Il vescovo: “La vita non è un videogioco. Ora li immagino come amici-custodi”
21 Gennaio 2022 16:10
I funerali di Elisa Bricchi, Costantino Merli, Domenico Di Canio e William Pagani, gli amici morti nel tragico incidente in Trebbia, sono stati celebrati dal vescovo della Diocesi di Piacenza Bobbio, monsignor Adriano Cevolotto.

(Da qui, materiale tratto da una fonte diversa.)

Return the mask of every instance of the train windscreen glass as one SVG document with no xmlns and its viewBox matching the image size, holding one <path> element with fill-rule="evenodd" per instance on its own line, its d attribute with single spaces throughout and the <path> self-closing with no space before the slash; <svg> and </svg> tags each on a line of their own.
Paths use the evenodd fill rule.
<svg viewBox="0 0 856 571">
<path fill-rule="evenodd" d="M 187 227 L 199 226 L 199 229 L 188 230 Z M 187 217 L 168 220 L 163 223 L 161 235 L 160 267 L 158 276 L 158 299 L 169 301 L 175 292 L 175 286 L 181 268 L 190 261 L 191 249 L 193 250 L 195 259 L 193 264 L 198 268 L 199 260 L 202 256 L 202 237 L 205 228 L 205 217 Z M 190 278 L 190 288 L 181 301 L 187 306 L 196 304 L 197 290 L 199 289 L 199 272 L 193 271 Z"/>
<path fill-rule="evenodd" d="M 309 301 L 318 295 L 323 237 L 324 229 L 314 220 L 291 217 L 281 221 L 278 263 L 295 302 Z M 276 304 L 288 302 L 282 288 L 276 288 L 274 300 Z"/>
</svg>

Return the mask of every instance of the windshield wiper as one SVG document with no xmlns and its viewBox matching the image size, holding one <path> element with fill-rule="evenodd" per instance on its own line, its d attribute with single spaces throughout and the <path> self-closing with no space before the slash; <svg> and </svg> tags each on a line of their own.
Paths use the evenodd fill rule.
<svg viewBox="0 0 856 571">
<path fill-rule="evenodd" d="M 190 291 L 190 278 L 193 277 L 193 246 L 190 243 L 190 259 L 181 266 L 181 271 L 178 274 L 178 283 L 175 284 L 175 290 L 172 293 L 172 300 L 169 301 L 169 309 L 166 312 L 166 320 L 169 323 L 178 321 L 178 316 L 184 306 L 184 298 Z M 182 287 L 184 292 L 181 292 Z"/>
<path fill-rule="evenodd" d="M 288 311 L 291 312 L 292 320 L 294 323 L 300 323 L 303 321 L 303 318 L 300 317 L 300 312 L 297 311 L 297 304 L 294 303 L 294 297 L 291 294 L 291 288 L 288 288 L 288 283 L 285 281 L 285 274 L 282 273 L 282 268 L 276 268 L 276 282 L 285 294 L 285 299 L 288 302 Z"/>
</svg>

L’OMELIA DEL VESCOVO – Quanto è difficile scrollarci di dosso la nebbia, il buio e il freddo di quella notte. In questi lunghi 11 giorni sulle parole è prevalso il silenzio. È il silenzio che avvolge questa nostra assemblea. Le domande e i perché ci sono tornati senza risposta. Perché la morte, tanto più quando giunge a vent’anni, è assurda. È ingiusta.
Constatiamo che le nostre parole, come la nostra vicinanza per quanto cercata e apprezzata, sono incapaci di scaldare il cuore, di aiutarci ad alzare lo sguardo per non essere risucchiati nel vortice di dolore per coloro che all’improvviso non ci sono più al nostro fianco.
Le domande fatte rimbalzare in questi giorni dichiarano che siamo alla ricerca di una Parola che rompa il silenzio, invocano che il buio e il freddo siano illuminati e riscaldati. Non ci rassegniamo che il dolore non sia alleviato e consolato. Perché rimanere imprigionati in quella nebbia è morire. A nostra volta. Ma vivere lo dobbiamo anche a loro.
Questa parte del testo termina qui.